On Friday, November 17, 2017 at 2:27:13 AM UTC-5, stargene wrote:
An impossible question?

I would like to know if there is a straightforward way of calculating
the sum of two different gravitational potentials U and V at some point
x.

To simplify as much as possible, I imagine, say, that two neutron stars
n1 and n2 are in circular orbit around their mutual center of gravity
(*) and that the point x is always outside their orbit but on a line
joining their centers...Something roughly like:

x _ _ _ _ _ _(n1) _ _ _(*) _ _ _(n2)

and r1 is distance between x and n1; r2 is the distance between x and n2.=


Separately and classically, U, for n1 might be:
U = -G M(n1)/r1 and V, for n2 might be: V = -GM(n2)/r2 . But
what would GR say about this?

So, assuming that r1 and r2 are easy to define, would the sum U+V be
analogous to SR's addition of velocities:

w=(u+v)/(1+uv) ,

..where U=-u^2 , V=-v^2 and their sum W = -w^2 ?

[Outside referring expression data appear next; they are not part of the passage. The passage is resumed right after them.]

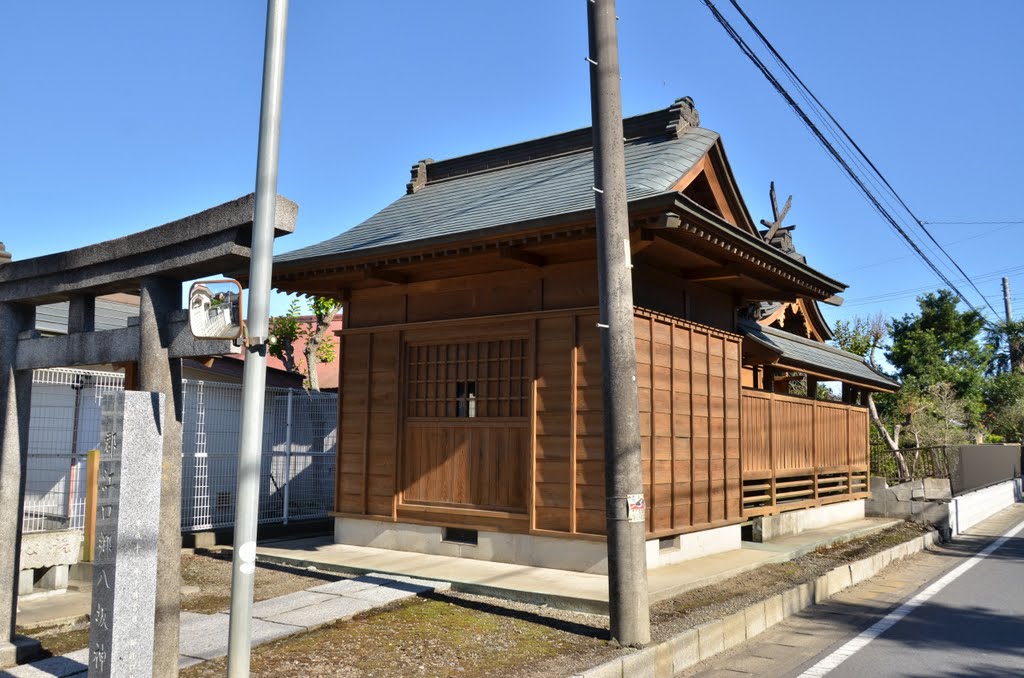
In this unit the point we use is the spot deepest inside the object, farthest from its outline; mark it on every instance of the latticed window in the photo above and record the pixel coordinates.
(469, 379)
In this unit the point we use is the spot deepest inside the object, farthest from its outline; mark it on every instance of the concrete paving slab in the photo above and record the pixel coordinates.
(52, 610)
(557, 588)
(342, 587)
(382, 595)
(287, 603)
(426, 584)
(205, 636)
(339, 607)
(53, 667)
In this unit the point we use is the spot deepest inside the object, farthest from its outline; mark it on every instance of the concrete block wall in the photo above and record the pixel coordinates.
(930, 501)
(969, 509)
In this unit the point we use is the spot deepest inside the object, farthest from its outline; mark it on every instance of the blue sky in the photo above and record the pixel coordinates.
(125, 115)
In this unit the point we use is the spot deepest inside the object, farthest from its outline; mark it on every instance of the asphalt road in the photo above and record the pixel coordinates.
(972, 627)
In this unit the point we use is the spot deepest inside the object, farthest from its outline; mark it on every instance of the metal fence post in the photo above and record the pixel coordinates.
(288, 451)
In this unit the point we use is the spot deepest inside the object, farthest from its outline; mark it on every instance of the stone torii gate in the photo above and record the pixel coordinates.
(154, 263)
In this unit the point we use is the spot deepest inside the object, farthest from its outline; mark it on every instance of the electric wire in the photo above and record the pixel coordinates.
(785, 66)
(830, 149)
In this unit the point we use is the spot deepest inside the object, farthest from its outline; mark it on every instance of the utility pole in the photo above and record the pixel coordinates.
(1006, 300)
(254, 371)
(625, 506)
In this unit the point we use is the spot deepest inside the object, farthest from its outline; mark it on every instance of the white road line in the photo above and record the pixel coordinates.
(829, 663)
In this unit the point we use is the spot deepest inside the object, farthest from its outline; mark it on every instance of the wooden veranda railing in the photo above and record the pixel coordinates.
(799, 453)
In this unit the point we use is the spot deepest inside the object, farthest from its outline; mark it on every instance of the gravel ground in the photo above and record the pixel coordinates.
(453, 634)
(207, 588)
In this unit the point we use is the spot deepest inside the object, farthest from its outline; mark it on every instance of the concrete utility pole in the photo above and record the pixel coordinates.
(254, 372)
(1006, 300)
(625, 507)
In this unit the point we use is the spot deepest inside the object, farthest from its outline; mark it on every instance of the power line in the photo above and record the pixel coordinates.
(830, 149)
(860, 152)
(973, 223)
(899, 258)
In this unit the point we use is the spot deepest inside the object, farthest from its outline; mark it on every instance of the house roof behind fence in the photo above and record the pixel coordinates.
(522, 182)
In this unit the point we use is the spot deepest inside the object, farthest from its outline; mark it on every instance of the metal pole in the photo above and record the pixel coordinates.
(254, 374)
(288, 452)
(1006, 300)
(625, 508)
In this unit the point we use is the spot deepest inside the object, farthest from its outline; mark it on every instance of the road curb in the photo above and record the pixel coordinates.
(694, 645)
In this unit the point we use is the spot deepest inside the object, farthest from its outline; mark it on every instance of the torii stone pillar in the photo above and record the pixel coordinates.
(155, 263)
(15, 390)
(160, 373)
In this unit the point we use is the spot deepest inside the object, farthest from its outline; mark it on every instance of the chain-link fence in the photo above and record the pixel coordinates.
(297, 470)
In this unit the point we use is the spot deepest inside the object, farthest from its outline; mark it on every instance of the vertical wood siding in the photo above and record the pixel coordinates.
(799, 453)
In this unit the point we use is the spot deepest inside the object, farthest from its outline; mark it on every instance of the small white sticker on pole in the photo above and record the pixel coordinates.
(247, 554)
(636, 508)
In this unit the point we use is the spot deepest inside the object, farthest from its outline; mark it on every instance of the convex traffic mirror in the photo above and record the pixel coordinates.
(215, 309)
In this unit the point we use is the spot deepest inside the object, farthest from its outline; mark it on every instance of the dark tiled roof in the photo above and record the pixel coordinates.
(797, 351)
(467, 198)
(52, 319)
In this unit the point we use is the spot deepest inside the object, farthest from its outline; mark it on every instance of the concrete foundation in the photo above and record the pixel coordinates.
(46, 559)
(931, 501)
(969, 509)
(536, 551)
(768, 527)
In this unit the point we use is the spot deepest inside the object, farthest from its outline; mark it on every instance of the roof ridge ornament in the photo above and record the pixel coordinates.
(683, 115)
(419, 175)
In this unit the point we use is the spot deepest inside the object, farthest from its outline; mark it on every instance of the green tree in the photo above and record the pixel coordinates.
(317, 348)
(939, 345)
(1006, 340)
(863, 336)
(1005, 405)
(287, 329)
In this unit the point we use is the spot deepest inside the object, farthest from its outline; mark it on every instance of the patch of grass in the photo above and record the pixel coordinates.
(418, 638)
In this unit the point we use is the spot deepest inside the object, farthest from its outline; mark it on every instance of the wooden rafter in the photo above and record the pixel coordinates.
(389, 277)
(724, 272)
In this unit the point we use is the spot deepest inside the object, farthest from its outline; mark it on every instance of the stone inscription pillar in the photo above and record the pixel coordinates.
(124, 575)
(160, 374)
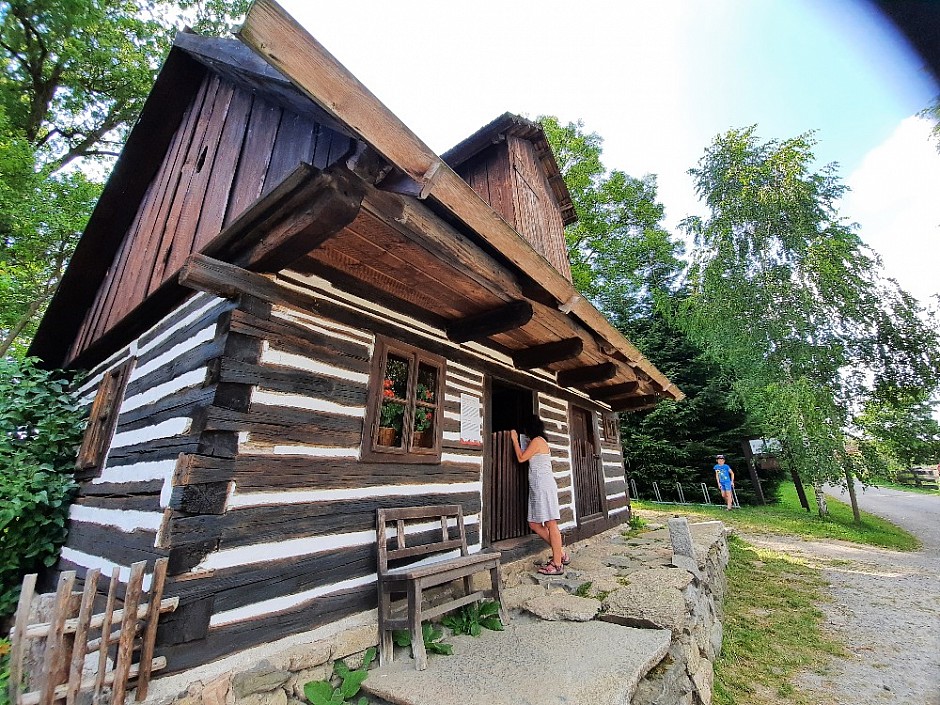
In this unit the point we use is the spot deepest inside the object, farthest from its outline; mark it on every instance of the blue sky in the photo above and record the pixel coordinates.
(658, 80)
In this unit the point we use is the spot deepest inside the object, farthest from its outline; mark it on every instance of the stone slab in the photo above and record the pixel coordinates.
(532, 662)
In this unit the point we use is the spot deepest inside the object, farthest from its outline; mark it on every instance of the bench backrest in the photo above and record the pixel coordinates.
(435, 538)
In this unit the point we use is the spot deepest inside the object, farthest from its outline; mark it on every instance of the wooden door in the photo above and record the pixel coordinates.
(589, 495)
(508, 491)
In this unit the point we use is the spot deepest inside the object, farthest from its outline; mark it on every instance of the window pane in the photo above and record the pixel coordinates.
(392, 411)
(426, 407)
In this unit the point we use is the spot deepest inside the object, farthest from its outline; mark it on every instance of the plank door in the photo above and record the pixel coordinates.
(508, 491)
(589, 494)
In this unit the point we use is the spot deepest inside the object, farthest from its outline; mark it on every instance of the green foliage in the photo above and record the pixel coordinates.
(784, 297)
(433, 639)
(4, 671)
(348, 681)
(471, 619)
(40, 431)
(620, 254)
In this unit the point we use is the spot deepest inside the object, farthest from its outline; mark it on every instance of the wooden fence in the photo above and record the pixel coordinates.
(74, 631)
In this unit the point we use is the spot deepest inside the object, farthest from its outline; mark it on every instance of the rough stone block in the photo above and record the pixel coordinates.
(514, 598)
(219, 691)
(680, 536)
(648, 606)
(318, 673)
(354, 640)
(262, 679)
(274, 697)
(557, 608)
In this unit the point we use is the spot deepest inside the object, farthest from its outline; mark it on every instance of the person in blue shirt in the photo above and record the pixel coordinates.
(725, 478)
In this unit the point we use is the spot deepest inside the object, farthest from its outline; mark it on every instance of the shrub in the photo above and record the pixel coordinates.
(40, 431)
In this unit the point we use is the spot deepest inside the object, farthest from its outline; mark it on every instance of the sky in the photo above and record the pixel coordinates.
(659, 80)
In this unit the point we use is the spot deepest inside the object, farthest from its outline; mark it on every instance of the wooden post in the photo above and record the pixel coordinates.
(18, 646)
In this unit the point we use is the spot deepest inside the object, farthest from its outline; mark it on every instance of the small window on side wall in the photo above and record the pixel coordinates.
(102, 421)
(405, 412)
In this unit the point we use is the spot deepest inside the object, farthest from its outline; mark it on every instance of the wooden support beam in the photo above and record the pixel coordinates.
(614, 391)
(547, 353)
(583, 376)
(305, 209)
(283, 43)
(483, 325)
(636, 403)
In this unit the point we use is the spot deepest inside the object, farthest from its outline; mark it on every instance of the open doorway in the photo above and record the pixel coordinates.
(505, 481)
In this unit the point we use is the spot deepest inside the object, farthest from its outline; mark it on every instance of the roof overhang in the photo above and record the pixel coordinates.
(523, 276)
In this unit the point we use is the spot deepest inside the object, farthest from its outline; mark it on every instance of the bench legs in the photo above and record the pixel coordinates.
(496, 581)
(414, 624)
(386, 647)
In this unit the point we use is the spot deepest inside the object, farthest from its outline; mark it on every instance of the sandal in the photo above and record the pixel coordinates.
(565, 560)
(551, 569)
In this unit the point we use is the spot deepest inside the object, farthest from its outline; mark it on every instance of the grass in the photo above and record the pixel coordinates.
(772, 627)
(788, 517)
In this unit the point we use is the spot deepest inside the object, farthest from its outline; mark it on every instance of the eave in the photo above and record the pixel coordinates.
(277, 37)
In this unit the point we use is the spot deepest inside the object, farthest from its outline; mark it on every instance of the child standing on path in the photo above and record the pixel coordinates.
(724, 475)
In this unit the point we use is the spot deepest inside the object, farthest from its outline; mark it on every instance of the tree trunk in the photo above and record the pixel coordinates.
(850, 479)
(800, 491)
(821, 499)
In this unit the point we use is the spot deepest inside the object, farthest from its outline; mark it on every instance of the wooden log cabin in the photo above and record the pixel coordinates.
(295, 313)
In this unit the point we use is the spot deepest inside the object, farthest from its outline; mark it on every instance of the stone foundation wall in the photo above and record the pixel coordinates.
(635, 581)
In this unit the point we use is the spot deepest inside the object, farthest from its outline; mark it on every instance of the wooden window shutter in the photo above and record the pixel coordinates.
(103, 419)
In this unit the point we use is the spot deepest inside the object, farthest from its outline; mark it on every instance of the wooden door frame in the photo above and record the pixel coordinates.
(486, 513)
(591, 428)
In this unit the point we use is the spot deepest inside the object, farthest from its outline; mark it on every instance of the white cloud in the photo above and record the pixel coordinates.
(895, 198)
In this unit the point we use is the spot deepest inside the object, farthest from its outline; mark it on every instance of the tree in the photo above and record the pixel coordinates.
(620, 254)
(901, 431)
(785, 296)
(74, 75)
(625, 261)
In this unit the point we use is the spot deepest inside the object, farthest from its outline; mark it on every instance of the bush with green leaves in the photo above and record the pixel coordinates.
(470, 619)
(41, 427)
(433, 639)
(324, 693)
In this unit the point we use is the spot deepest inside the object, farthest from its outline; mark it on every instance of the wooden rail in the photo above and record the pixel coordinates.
(70, 636)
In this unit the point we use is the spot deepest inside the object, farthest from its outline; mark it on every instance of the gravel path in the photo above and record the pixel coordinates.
(885, 608)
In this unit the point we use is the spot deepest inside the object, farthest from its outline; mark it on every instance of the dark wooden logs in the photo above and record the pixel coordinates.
(583, 376)
(547, 353)
(483, 325)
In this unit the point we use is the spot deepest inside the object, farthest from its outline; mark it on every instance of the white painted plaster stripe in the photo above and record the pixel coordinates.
(279, 604)
(169, 332)
(176, 352)
(127, 520)
(324, 326)
(190, 379)
(297, 401)
(257, 499)
(307, 364)
(87, 560)
(165, 429)
(262, 553)
(315, 451)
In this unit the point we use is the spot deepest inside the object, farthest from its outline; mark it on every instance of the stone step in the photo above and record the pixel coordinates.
(532, 662)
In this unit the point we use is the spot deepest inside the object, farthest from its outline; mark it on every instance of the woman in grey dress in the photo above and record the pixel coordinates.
(543, 492)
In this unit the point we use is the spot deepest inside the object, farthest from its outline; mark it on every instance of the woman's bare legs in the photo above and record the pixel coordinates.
(551, 535)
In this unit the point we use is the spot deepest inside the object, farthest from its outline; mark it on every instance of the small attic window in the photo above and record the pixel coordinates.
(102, 421)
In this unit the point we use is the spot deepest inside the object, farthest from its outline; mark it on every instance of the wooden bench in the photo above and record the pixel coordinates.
(429, 542)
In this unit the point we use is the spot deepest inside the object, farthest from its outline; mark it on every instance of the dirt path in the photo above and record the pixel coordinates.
(885, 608)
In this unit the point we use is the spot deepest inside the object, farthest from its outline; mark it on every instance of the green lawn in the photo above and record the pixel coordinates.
(773, 627)
(788, 517)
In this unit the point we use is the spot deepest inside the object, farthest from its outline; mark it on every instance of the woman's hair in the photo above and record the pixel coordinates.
(534, 427)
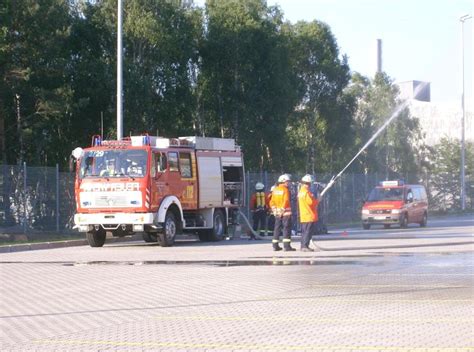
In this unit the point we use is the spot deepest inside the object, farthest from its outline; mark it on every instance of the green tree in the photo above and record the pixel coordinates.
(444, 173)
(397, 151)
(33, 89)
(321, 122)
(246, 87)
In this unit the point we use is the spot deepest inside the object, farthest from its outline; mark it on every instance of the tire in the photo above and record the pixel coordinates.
(96, 238)
(217, 233)
(424, 221)
(170, 229)
(150, 237)
(404, 221)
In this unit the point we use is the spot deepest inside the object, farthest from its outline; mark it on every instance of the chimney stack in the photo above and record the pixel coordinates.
(379, 55)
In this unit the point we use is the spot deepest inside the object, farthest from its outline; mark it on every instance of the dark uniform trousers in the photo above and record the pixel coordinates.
(307, 229)
(259, 219)
(282, 223)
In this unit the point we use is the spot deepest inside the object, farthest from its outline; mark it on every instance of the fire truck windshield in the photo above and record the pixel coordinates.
(380, 194)
(113, 163)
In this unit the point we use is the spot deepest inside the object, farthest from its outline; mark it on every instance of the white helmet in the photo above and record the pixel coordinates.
(307, 178)
(284, 178)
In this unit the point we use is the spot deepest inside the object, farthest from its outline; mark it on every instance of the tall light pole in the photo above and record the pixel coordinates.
(463, 180)
(119, 72)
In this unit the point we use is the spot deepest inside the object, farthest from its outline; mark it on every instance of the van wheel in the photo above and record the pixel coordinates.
(218, 231)
(150, 237)
(424, 221)
(96, 238)
(170, 229)
(404, 221)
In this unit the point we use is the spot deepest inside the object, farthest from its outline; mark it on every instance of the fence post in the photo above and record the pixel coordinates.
(24, 198)
(354, 212)
(248, 195)
(57, 198)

Or am I wildly off base? I just realized an added wrinkle he n1 and
n2 are possibly in relativistic motion and my `straight line' thinking
might be naive.

Thanks

Ouch , you have a way of taxing the noodle. To be clear if (*) were
a light then X would never see (*) light as (n1) would always cast
a shadow hiding it from , X , view. You did say

quote

point x is always outside their orbit but on a line
joining their centers...Something roughly like:

end quote.

If N1 mass were a hint less than N2 to compensate for X then I could
see this as a stable orbit for a few months where N1 will always
shade the light of (*) from X position. Assuming these conditions
are met then special relativity could be ignored at these slow
speeds leaving general relativity. GR tracks Newtonian physics of
M * M / r^2 for force or GR shape of space depending on ones preferred
cup of poison. Keep in mind there are few options if a given math
model is used. What happens in real life is where the real beef is.
I will venture a guess that you were thinking in terms of gravitational
shading to see if it would come out in GR. If this was the case
then no it will not to the best of my understanding. Then again
this is a math simulation not real life.